Rare case of timer callback with scheduler disabled

@richard-damon recently noted that the timer task might call a callback with the scheduler disabled. Looking at this code from the perspective of a tick-count rollover, it seems he is right. That behavior is probably not desirable, even though it’s a rare case where timers are being processed late and there’s a tick-count rollover and timer callbacks should be short by design and should never attempt to block anyway. If there is interest I would be happy to submit a PR to address this little issue. Here is the idea I had.

1 Like

Looks good @jefftenney :+1:t2: Thanks for your effort !
In my opinion it’s worth the PR to make the timers even more robust.

I would need to check things more closely to be sure, but this change will make the calls to prvReloadTimer called in prfProcessExpiredTimer have the wrong value for xTimeNow. This might not matter, as we will catch up to the current time after we let the lists roll over.

Thanks for looking at the idea. It’s essentially holding off the timer task’s recognition of the rollover. Turns out the idea wasn’t fully baked. This other usage of prvSampleTimeNow() isn’t compatible with holding off the rollover. It would allow the very thing forbidden by the comment above that line. A command would have a newer timestamp (post rollover) than the current acknowledged time in the timer task. No good.

I’m still happy to help, but I would need to put a little more time into it. I do still think it’s worth cleaning up so we never call a timer callback with the scheduler disabled.

My thought, looking at the code is the question, why do we need to stop the scheduler here? My guess is that it may be to try to minimize (but can’ t eliminate) the possibility of time slipping between the getting of xTimeNow and the call to vQueueWaitForMessageResticted later in the code (that is a special Queue operation that is designed to be called with the scheduler suspended, that will resume it before blocking).

Instead, if we can fix the code to not need the scheduler disabled here, and I am not sure it does, but instead check just before calling the wait for message, what the time is NOW, and perhaps loop again if needed.

Interesting idea. Suspending the scheduler is important to the design, but here is a way to delay suspending the scheduler until after the call to prvSampleTimeNow(). Just another idea for now.

I’m not so sure that suspending the scheduler is that important. It seems it is just an attempt to keep the block time correct, but it actually doesn’t do it, as the tick interrupt can still happen and increase the tick, causing the block to go too late.
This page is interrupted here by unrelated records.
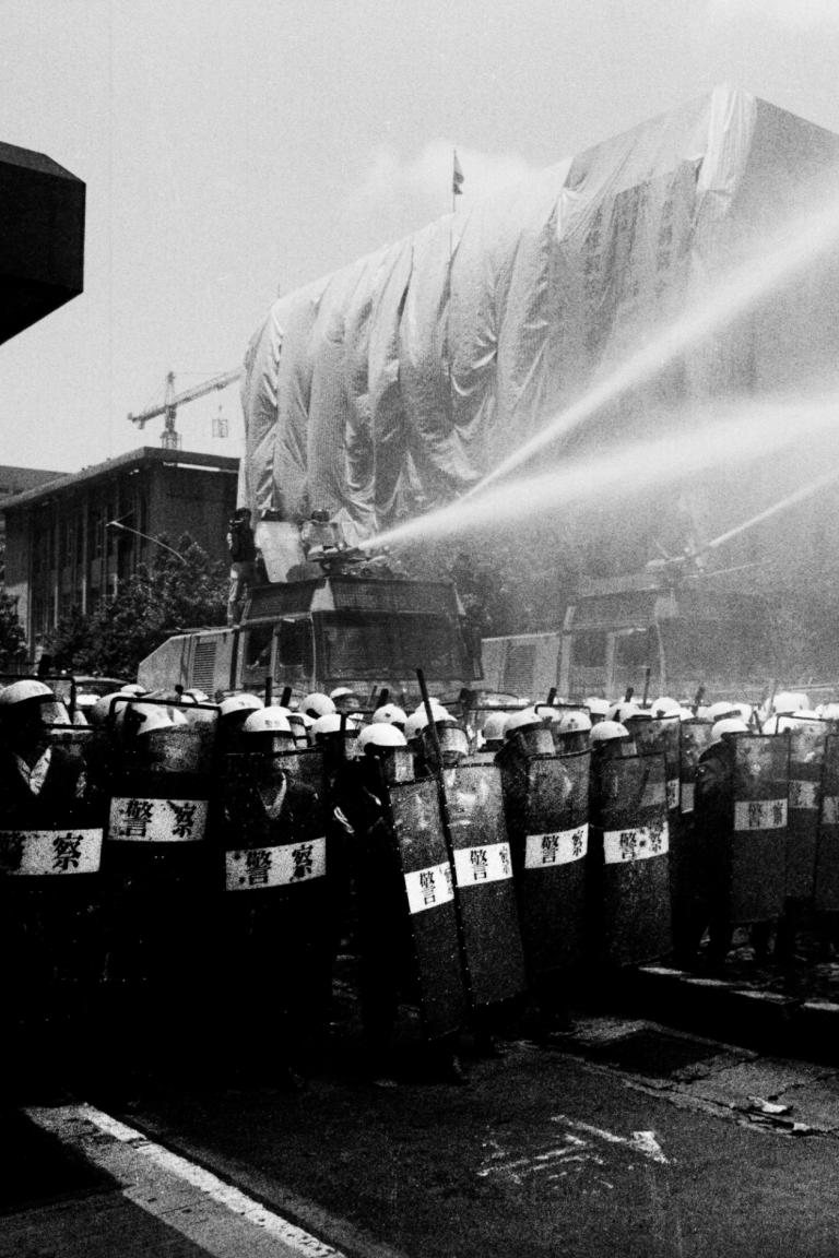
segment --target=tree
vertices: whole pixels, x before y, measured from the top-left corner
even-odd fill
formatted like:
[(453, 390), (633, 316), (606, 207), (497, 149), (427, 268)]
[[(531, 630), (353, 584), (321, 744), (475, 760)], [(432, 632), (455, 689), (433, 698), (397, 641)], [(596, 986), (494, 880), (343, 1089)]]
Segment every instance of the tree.
[(26, 658), (26, 635), (18, 619), (18, 599), (6, 594), (6, 540), (0, 538), (0, 669)]
[[(141, 564), (117, 596), (91, 616), (64, 618), (45, 642), (57, 667), (133, 677), (137, 664), (171, 634), (225, 621), (226, 566), (209, 559), (184, 533), (177, 554), (160, 545), (150, 565)], [(180, 557), (179, 557), (180, 556)]]

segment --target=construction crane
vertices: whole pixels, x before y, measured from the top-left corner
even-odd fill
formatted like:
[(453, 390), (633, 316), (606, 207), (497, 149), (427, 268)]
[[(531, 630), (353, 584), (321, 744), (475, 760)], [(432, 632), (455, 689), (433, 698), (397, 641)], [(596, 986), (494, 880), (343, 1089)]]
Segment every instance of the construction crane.
[(236, 371), (225, 371), (224, 375), (213, 376), (211, 380), (205, 380), (204, 384), (194, 385), (191, 389), (185, 389), (184, 392), (175, 392), (175, 372), (170, 371), (166, 376), (166, 395), (160, 406), (150, 406), (148, 410), (141, 411), (138, 415), (132, 415), (128, 413), (128, 419), (137, 428), (145, 428), (150, 419), (156, 419), (157, 415), (164, 415), (164, 430), (160, 434), (160, 444), (165, 450), (177, 450), (181, 445), (181, 438), (175, 429), (175, 418), (177, 415), (177, 408), (186, 401), (195, 401), (197, 398), (204, 398), (206, 394), (216, 392), (221, 389), (226, 389), (228, 385), (235, 384), (242, 376), (242, 367)]

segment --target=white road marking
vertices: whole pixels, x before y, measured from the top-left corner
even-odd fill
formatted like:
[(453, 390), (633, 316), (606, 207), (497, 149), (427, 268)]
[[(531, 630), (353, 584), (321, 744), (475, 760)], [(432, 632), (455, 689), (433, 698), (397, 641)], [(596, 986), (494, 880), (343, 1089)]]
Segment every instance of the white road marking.
[[(489, 1149), (492, 1152), (486, 1154), (483, 1164), (477, 1171), (478, 1177), (487, 1179), (492, 1175), (512, 1180), (513, 1184), (523, 1184), (526, 1179), (538, 1175), (542, 1181), (556, 1181), (567, 1176), (570, 1170), (580, 1172), (589, 1167), (605, 1166), (605, 1159), (601, 1156), (603, 1145), (600, 1151), (597, 1150), (599, 1141), (620, 1147), (629, 1155), (645, 1157), (663, 1166), (669, 1165), (653, 1131), (634, 1131), (631, 1136), (618, 1136), (613, 1131), (594, 1127), (589, 1122), (579, 1122), (564, 1113), (553, 1115), (550, 1121), (574, 1128), (564, 1133), (562, 1144), (555, 1145), (542, 1141), (541, 1147), (521, 1156), (513, 1149), (504, 1151), (498, 1140), (489, 1137), (484, 1142), (484, 1149)], [(575, 1132), (581, 1135), (575, 1135)], [(584, 1136), (589, 1138), (586, 1140)], [(546, 1144), (547, 1147), (545, 1147)], [(566, 1167), (569, 1169), (566, 1170)], [(631, 1171), (633, 1164), (629, 1162), (626, 1169)], [(608, 1180), (599, 1179), (597, 1181), (606, 1188), (614, 1188)]]
[[(123, 1195), (213, 1258), (345, 1258), (279, 1214), (89, 1105), (28, 1108), (28, 1117), (78, 1149)], [(103, 1136), (107, 1137), (103, 1140)], [(179, 1184), (181, 1190), (179, 1193)], [(184, 1193), (184, 1185), (189, 1190)]]
[(649, 1157), (652, 1162), (660, 1162), (663, 1166), (668, 1166), (668, 1159), (662, 1151), (662, 1146), (655, 1138), (654, 1131), (634, 1131), (631, 1137), (616, 1136), (613, 1131), (605, 1131), (603, 1127), (592, 1127), (587, 1122), (577, 1122), (574, 1118), (566, 1117), (564, 1113), (555, 1115), (551, 1122), (564, 1122), (567, 1127), (572, 1127), (575, 1131), (586, 1131), (591, 1136), (597, 1136), (600, 1140), (605, 1140), (610, 1145), (628, 1145), (635, 1152), (642, 1154), (643, 1157)]

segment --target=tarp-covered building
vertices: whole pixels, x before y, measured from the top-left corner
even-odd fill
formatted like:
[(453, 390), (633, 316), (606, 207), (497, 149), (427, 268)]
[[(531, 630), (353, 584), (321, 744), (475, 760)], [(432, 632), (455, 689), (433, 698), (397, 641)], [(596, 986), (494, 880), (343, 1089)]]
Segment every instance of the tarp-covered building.
[[(713, 294), (839, 172), (839, 136), (718, 88), (275, 302), (247, 355), (239, 501), (350, 537), (450, 501)], [(836, 250), (839, 253), (839, 250)], [(569, 440), (835, 374), (839, 265), (751, 302)]]

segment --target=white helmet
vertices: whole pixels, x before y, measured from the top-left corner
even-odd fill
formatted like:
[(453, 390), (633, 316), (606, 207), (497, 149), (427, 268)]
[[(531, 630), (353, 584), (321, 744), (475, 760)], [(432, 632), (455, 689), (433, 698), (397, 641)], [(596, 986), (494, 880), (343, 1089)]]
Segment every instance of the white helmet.
[(408, 740), (397, 726), (390, 725), (387, 721), (379, 721), (376, 725), (366, 725), (358, 735), (358, 751), (367, 746), (406, 747)]
[(748, 726), (736, 716), (723, 716), (711, 730), (711, 742), (720, 742), (726, 733), (748, 733)]
[(314, 691), (312, 694), (307, 694), (301, 703), (301, 712), (306, 712), (307, 716), (317, 721), (319, 716), (335, 712), (335, 703), (328, 694), (321, 694), (319, 691)]
[(504, 720), (504, 738), (512, 737), (516, 730), (530, 730), (545, 726), (548, 717), (541, 717), (535, 707), (522, 708), (520, 712), (511, 712)]
[(376, 708), (371, 721), (374, 725), (395, 725), (400, 730), (404, 730), (408, 716), (396, 703), (384, 703), (380, 708)]
[(162, 703), (127, 703), (117, 712), (117, 723), (140, 737), (156, 730), (171, 730), (176, 723), (185, 725), (186, 718), (175, 722), (170, 708)]
[(15, 703), (26, 703), (29, 699), (55, 699), (49, 686), (36, 682), (34, 677), (25, 677), (20, 682), (11, 682), (0, 691), (0, 707), (13, 707)]
[(550, 727), (551, 716), (546, 708), (545, 716), (540, 716), (535, 707), (522, 708), (521, 712), (511, 712), (504, 721), (504, 743), (516, 740), (513, 746), (527, 755), (550, 755), (553, 752), (553, 735)]
[(620, 738), (631, 737), (629, 730), (620, 721), (599, 721), (591, 730), (591, 743), (616, 742)]
[[(457, 721), (447, 708), (443, 707), (436, 699), (430, 702), (431, 716), (434, 718), (434, 725), (457, 725)], [(411, 715), (405, 721), (405, 737), (415, 738), (423, 732), (428, 725), (428, 715), (423, 703), (415, 708)]]
[(591, 717), (579, 708), (565, 708), (558, 713), (553, 730), (556, 733), (589, 733)]
[(228, 694), (219, 703), (219, 716), (234, 716), (236, 712), (255, 712), (265, 704), (258, 694)]
[(288, 723), (288, 708), (255, 708), (242, 726), (243, 733), (287, 733), (291, 738), (292, 727)]

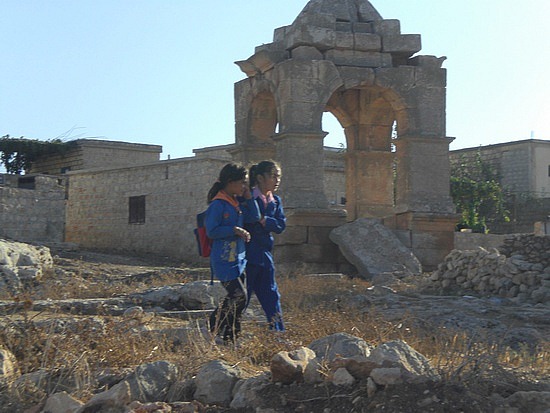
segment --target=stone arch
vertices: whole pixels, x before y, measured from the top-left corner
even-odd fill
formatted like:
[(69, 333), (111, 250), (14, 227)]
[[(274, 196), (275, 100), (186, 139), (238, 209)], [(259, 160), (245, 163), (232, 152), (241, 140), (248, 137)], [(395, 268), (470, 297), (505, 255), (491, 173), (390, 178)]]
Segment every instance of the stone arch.
[[(234, 156), (281, 163), (289, 226), (305, 231), (291, 232), (304, 243), (300, 258), (322, 262), (326, 256), (309, 248), (320, 239), (313, 228), (346, 220), (324, 194), (327, 111), (346, 136), (347, 219), (376, 217), (394, 229), (429, 233), (411, 248), (426, 256), (432, 251), (422, 249), (432, 248), (437, 259), (452, 246), (445, 58), (415, 56), (420, 49), (420, 35), (402, 34), (398, 20), (383, 19), (367, 0), (311, 0), (291, 25), (275, 29), (272, 43), (236, 62), (247, 79), (235, 86)], [(426, 247), (423, 239), (438, 241)]]
[[(395, 211), (394, 123), (407, 124), (400, 96), (391, 89), (358, 85), (333, 94), (326, 111), (344, 128), (347, 219), (386, 217)], [(402, 127), (401, 130), (404, 130)]]
[(237, 83), (235, 90), (239, 99), (235, 102), (234, 157), (244, 163), (273, 158), (279, 123), (275, 86), (260, 77)]

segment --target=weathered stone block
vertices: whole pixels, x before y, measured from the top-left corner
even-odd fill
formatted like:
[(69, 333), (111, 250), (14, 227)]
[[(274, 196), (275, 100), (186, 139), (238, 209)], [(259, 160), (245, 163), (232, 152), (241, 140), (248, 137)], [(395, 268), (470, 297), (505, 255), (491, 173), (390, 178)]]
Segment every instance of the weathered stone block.
[(382, 39), (377, 34), (372, 33), (354, 33), (354, 49), (366, 52), (382, 51)]
[(419, 34), (382, 37), (382, 51), (385, 53), (403, 53), (412, 56), (421, 49), (422, 42)]
[(337, 66), (358, 67), (391, 67), (391, 55), (377, 52), (363, 52), (356, 50), (328, 50), (325, 59), (334, 62)]
[(401, 23), (396, 19), (385, 19), (372, 22), (375, 33), (382, 36), (401, 34)]
[(293, 49), (291, 52), (291, 57), (293, 59), (299, 60), (322, 60), (323, 54), (316, 48), (312, 46), (298, 46)]
[(336, 49), (353, 49), (354, 35), (351, 32), (336, 32), (336, 41), (334, 47)]
[(372, 23), (355, 22), (353, 23), (354, 33), (372, 33)]
[(282, 234), (275, 235), (275, 245), (304, 244), (307, 242), (307, 227), (287, 226)]

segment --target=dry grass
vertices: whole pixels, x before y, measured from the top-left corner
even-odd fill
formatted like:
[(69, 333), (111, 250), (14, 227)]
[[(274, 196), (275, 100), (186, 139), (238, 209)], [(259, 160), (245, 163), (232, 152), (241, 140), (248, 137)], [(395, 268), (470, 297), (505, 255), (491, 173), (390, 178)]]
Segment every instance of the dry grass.
[[(55, 279), (55, 274), (48, 277)], [(114, 286), (108, 287), (98, 280), (99, 274), (97, 278), (89, 274), (88, 277), (81, 276), (73, 284), (65, 284), (63, 294), (57, 297), (105, 297), (183, 282), (181, 274), (169, 272), (138, 286), (115, 282)], [(65, 324), (61, 321), (37, 323), (44, 315), (29, 310), (36, 298), (29, 291), (26, 296), (18, 298), (25, 303), (27, 311), (18, 317), (0, 319), (4, 326), (0, 331), (0, 348), (7, 348), (15, 354), (23, 373), (47, 372), (41, 378), (47, 381), (47, 385), (27, 382), (12, 387), (10, 392), (4, 392), (0, 397), (11, 398), (10, 401), (0, 400), (0, 405), (12, 410), (0, 411), (14, 411), (14, 400), (30, 406), (43, 400), (47, 393), (60, 390), (86, 400), (98, 385), (95, 380), (98, 372), (116, 375), (155, 360), (177, 363), (185, 376), (192, 376), (202, 364), (213, 359), (224, 359), (249, 375), (255, 375), (269, 368), (270, 360), (277, 352), (307, 346), (315, 339), (337, 332), (362, 337), (372, 345), (405, 340), (428, 357), (445, 380), (477, 387), (486, 394), (503, 388), (511, 391), (522, 379), (536, 381), (550, 373), (548, 345), (535, 351), (513, 351), (464, 333), (441, 330), (434, 334), (418, 327), (422, 324), (409, 322), (406, 318), (398, 323), (387, 321), (374, 308), (368, 313), (349, 310), (343, 303), (369, 287), (363, 280), (299, 275), (280, 279), (279, 286), (284, 297), (284, 318), (288, 328), (283, 334), (286, 341), (282, 342), (279, 334), (267, 331), (265, 325), (246, 322), (238, 348), (219, 347), (204, 339), (200, 334), (200, 323), (189, 333), (186, 345), (170, 336), (145, 334), (135, 321), (116, 317), (83, 317), (78, 323), (75, 322), (78, 318), (71, 317)], [(46, 292), (51, 294), (53, 290)], [(37, 293), (39, 297), (43, 294), (44, 289)], [(66, 316), (59, 314), (58, 318), (63, 320)], [(177, 321), (158, 319), (154, 323), (181, 327)]]

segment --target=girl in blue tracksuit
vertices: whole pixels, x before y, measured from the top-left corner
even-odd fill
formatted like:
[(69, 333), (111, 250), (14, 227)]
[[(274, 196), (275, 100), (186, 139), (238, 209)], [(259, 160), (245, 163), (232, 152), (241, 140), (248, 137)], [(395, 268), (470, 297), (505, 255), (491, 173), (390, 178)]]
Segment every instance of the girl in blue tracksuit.
[(225, 165), (208, 192), (208, 203), (205, 227), (212, 239), (210, 266), (227, 291), (210, 316), (210, 331), (230, 342), (241, 330), (240, 318), (247, 304), (245, 243), (250, 241), (250, 233), (243, 226), (260, 219), (246, 168), (233, 163)]
[(281, 169), (273, 161), (262, 161), (250, 168), (252, 197), (260, 208), (261, 219), (245, 224), (250, 233), (246, 244), (246, 280), (248, 302), (252, 293), (267, 317), (269, 328), (284, 331), (281, 295), (275, 281), (272, 232), (280, 234), (286, 227), (286, 217), (281, 198), (274, 194), (279, 187)]

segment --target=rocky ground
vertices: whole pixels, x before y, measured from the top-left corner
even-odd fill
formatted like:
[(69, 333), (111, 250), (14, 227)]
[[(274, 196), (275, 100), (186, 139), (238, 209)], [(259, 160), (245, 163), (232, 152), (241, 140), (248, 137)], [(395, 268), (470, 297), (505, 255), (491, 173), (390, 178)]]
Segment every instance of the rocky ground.
[[(63, 299), (64, 289), (77, 289), (80, 296), (87, 290), (97, 291), (104, 285), (105, 291), (118, 291), (114, 296), (125, 296), (132, 289), (144, 289), (153, 280), (169, 274), (184, 279), (208, 279), (204, 269), (181, 269), (180, 263), (159, 257), (117, 256), (77, 250), (52, 251), (54, 272), (43, 277), (35, 286), (38, 298), (47, 300), (53, 291), (57, 299)], [(312, 275), (333, 277), (338, 275)], [(550, 312), (544, 304), (515, 304), (496, 297), (479, 298), (470, 295), (443, 296), (426, 290), (418, 279), (399, 279), (391, 275), (379, 277), (375, 285), (362, 294), (353, 291), (338, 297), (343, 311), (357, 311), (365, 317), (382, 317), (395, 328), (422, 326), (426, 340), (430, 331), (464, 331), (470, 336), (484, 337), (496, 347), (509, 346), (518, 351), (530, 348), (536, 351), (550, 342)], [(91, 294), (93, 295), (93, 294)], [(51, 301), (51, 300), (50, 300)], [(84, 304), (83, 304), (84, 305)], [(59, 306), (57, 307), (59, 308)], [(74, 308), (74, 307), (73, 307)], [(91, 310), (90, 310), (91, 311)], [(93, 312), (93, 311), (92, 311)], [(253, 316), (254, 311), (250, 314)], [(4, 312), (5, 314), (5, 312)], [(60, 317), (50, 313), (47, 307), (37, 311), (36, 317), (48, 319)], [(74, 314), (73, 314), (74, 316)], [(159, 323), (185, 323), (180, 319), (159, 318)], [(547, 348), (547, 347), (546, 347)], [(261, 391), (262, 407), (257, 412), (521, 412), (529, 405), (523, 400), (520, 410), (497, 410), (503, 400), (516, 392), (549, 392), (550, 378), (530, 376), (529, 371), (505, 372), (495, 377), (501, 379), (493, 386), (491, 397), (466, 390), (461, 383), (449, 384), (401, 384), (387, 386), (370, 397), (366, 396), (366, 383), (356, 382), (347, 387), (332, 385), (279, 385), (271, 384)], [(485, 389), (484, 389), (485, 390)], [(485, 392), (486, 393), (486, 392)], [(491, 392), (489, 392), (491, 393)], [(528, 399), (528, 398), (527, 398)], [(527, 400), (526, 399), (526, 400)], [(531, 413), (541, 410), (534, 404)], [(550, 405), (548, 406), (550, 409)], [(202, 406), (203, 411), (229, 411), (218, 407)], [(172, 411), (178, 410), (173, 407)]]

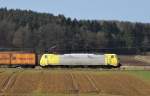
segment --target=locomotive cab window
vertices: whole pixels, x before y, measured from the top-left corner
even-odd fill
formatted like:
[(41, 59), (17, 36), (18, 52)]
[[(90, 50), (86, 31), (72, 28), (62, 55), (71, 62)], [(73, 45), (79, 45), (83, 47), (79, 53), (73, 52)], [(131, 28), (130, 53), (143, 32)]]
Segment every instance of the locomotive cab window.
[(114, 55), (112, 55), (111, 58), (114, 58)]
[(47, 55), (45, 55), (45, 58), (47, 58)]

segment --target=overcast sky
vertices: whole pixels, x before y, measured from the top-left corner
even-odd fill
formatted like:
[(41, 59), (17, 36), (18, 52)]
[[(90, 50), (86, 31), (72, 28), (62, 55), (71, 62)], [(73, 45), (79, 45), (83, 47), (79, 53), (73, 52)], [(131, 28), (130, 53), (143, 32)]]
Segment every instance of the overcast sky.
[(0, 7), (64, 14), (77, 19), (150, 23), (150, 0), (0, 0)]

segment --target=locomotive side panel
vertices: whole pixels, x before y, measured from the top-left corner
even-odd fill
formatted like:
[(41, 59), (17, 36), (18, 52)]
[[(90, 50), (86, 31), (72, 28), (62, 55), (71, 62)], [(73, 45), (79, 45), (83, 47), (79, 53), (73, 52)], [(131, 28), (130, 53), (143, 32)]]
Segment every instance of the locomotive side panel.
[(10, 54), (0, 53), (0, 64), (8, 65), (10, 64)]
[(60, 56), (59, 65), (105, 65), (104, 55), (65, 54)]

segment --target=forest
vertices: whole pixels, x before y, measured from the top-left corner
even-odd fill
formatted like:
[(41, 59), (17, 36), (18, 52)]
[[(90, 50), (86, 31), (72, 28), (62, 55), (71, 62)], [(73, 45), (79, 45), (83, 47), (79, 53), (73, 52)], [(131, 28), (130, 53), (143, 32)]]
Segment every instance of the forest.
[(150, 24), (0, 8), (0, 50), (143, 53), (150, 51)]

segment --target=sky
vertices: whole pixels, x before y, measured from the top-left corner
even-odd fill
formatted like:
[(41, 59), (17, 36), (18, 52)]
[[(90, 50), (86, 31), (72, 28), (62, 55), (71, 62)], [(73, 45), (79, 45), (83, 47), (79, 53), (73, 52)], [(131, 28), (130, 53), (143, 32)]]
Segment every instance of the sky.
[(0, 7), (90, 20), (150, 23), (150, 0), (0, 0)]

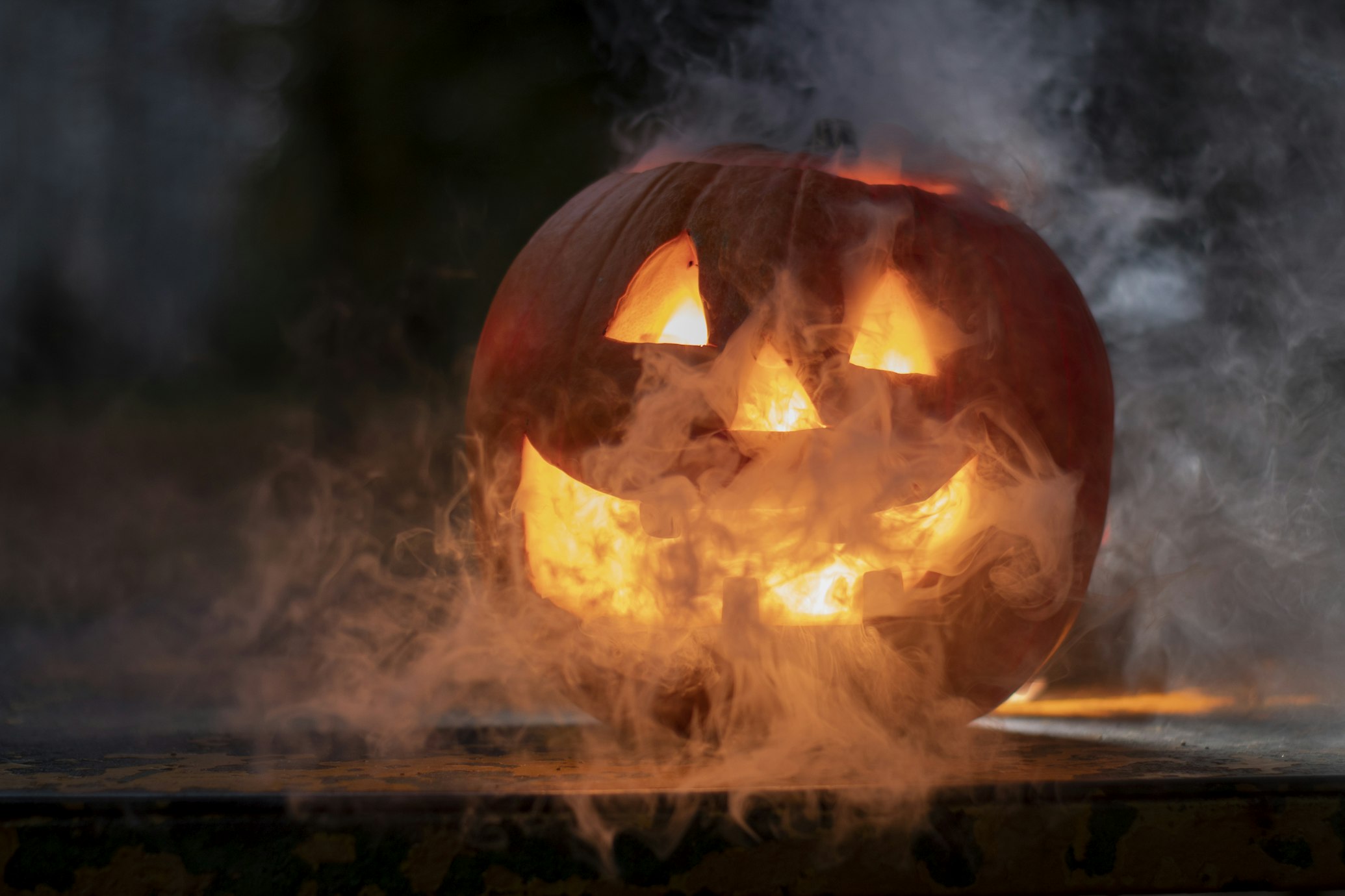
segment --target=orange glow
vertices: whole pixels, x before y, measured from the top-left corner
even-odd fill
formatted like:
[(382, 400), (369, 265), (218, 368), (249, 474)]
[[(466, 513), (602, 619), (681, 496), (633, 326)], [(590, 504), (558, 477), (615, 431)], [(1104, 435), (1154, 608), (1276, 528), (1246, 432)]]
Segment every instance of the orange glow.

What would be better would be for the “restricted” function to instead of taking a blocking time, a time to block too. That or make it a real critical section, and not just a scheduler suspension. And actually, having versions of the blocking operations that take a timestamp of the time to block to, rather than a time period could be useful for similar cases in user code.

When the scheduler is suspended, OS ticks accumulate into an xPendedTicks field that is private to tasks.c instead of into the system tick count. That way the system tick count advances only when the scheduler can properly process each tick for task readiness.

As far as FreeRTOS APIs taking a tick count to delay until, I’m not sure we should do that. It would be difficult (impossible?) for the API implementation to decide if a tick time provided by the application is in the future or in the past.

Very interesting discussion.

As @jefftenney explained, this cannot happen because the ticks are accumulated in xPendedTicks when the scheduler is suspended.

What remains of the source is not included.